目の前のネイビーにあの夏のグレーを重ねる。大地はきちんと成長した。努力を重ねて真っ直ぐに道を切り開いた。とうに追いつける距離になんていない。電灯に照らされて影が伸びる、その影同士すら重ならない。黒いアスファルトに吐く息が白く、凍えた心に涙が透明の粒になって積る。
「そろそろですよ。」
一瞬振り向いた大地から透明な声がかけられる。温かくも冷たくもない声。常に機嫌のよい大地が出せる、最大限に無関心な声音が、多分これなんだと思う。それに思い至って胸が詰まる。
「はい、着きました。」
それからしばらくして、確かに私たちはうちのマンションの前に立っていた。
「あ…うん、有難う。早かった、ね。」
久しぶりに出す声がかすれないように震えないように、それだけを願った。
「早かったですかね。なら、まあ良かったです。クソ寒い中歩かせちゃったけど。」
向かい合う。でも大地の顔は電灯の逆光になっていて表情が読めない。今、どんな顔してるんだろう。どんな思いでここにいるんだろう。見上げようとしたらカサリと何かの音がした。あ、そうだ。
「あの、これ。さっき話したケーキなんだけど良かったら。」
紙袋を両手で差し出す。
「良いんですか?手作りですよね。わざわざ有難うございます。」
いかにも大地らしく丁寧に受け取ってくれる。
「私、これ好きで。自分用にも何回も焼いたりするくらいなんだ。あの、だから味は保証する、かな。

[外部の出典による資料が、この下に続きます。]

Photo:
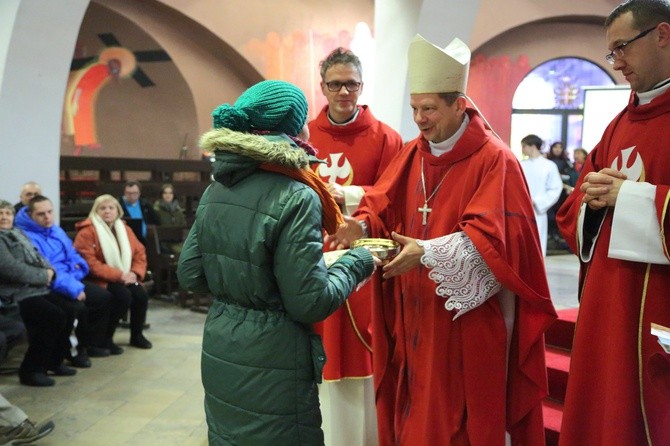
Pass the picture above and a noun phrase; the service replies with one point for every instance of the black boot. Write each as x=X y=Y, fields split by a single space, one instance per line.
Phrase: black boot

」
本当は、大好きなものを大地にも食べてもらいたい、そう言いたかったのに。
「さつきサンの料理は本当にいつも美味いですから、喜んで頂きますよ。」
にこやかに言われてホッとしたのも束の間、続けられた言葉に息が止まった。
「誤解のない範囲で。」
「…」
「適正な距離、でしたよね。十分心得ていますから安心してください。」
つぶてのような言葉が次々に投げられる。今日もう何度目だろう、目の奥が熱くなる。鼻がツンとする。
「あ、それから俺四月から福岡に行きます。KDMで働くことになったんで。」
息を飲んだ。今聞いたことが音声としては耳に入ってくる。でも意味はわからない。これ以上今夜私はもちこたえられるのだろうか。身体は冷えを通り越してしびれて来たから、もう身じろぎすら出来ない。ただでくの様に突っ立っている。こんなに大きなことを告げられたというのに。KDMって。
「…KDMってあの?」
ようやく絞り出した。
「はい、北九州DMセンターです。うちの関連の。北九州って言ってもご存知の通り博多にあるんですけどね。」
「すごい、ね。」
「うーん、まあどうですかね。ただ、DM専門ですからそこは最高ですよね。治療でも教育でも研究でもより専門的にやれますから。」
「うん…念願?」
「念願って何ですか。そんなのうちの病院で、ですよ。」
瞬間悔しさが滲んだような気がした。
「だよね、ごめん。」
「別にさつきサンが謝ることじゃないですよ。俺の力不足です。」
もういつものように飄々とした声音に戻っている。
「あのイブの日、」
ヒューンと音がして自動ドアから誰かが出て来た。ドアの前に立ち止まっている私たちを一瞥してから、その男の人は寒そうに肩をすくめて歩き出した。その後ろ姿をちょっと見送ってから、大地がこちらに向き直った。
「もし鍵を受け取ってもらえてたら、KDMの事相談しようと思っていたんです。」
「えっ?」
「あ、でも却って良かったです。そんなの甘え過ぎだって気付きましたから。自分の進路なのに何でさつきサンに相談するのかって話で。焦ってたのかもしれません。」
「焦ってた?」
「突然の招聘だったんで。」
そう答えた大地の顔はやっぱり影になっていてよく見えなかった。
「まあ、今日も焦ってさつきサンを不快にさせましたよね、すみません。」
「今日も?」
大地が焦る?さっきもそうだったけど、この泰然としている人とその単語が結びつかない。
「ああ、まあそれは。ともかくそういうことなんで、残り少ないですがまだまだ宜しくお願いします。」
そう言って一歩こちらに踏み出した大地の表情がようやく見えた。いつものようににっこり微笑んでいた。
「あの、」
「はい。」
「私こそ、今日はごめんね。せっかくの美味しいお食事を…」
「さつきサンが謝ることなんて何もありませんよ。」
それはそのまんま私が大地に言いたかった。
「じゃあ、失礼します。」
明るくくっきりとした声で言うと、今にも踵を返してしまいそうだった。
「ねえ、大地、」
思ったより大声になってしまって、呼びかけたのは自分なのにすくんでしまう。首をちょっと傾げて待っているその姿に、ようやく声が出た。
「…もう戻ってこないの?」
必死に縋るような声音になってしまった。いつも陽気な光を宿している瞳がじっとこちらを見ている。深い色を湛えたくっきりとした二重。
大地、行かないで。行っちゃわないで。お願い、そばにいさせて。心の中に響き続ける想いのまま、随分長い間見つめていた気がするけれど、実際はほんの少しの間だったかもしれない。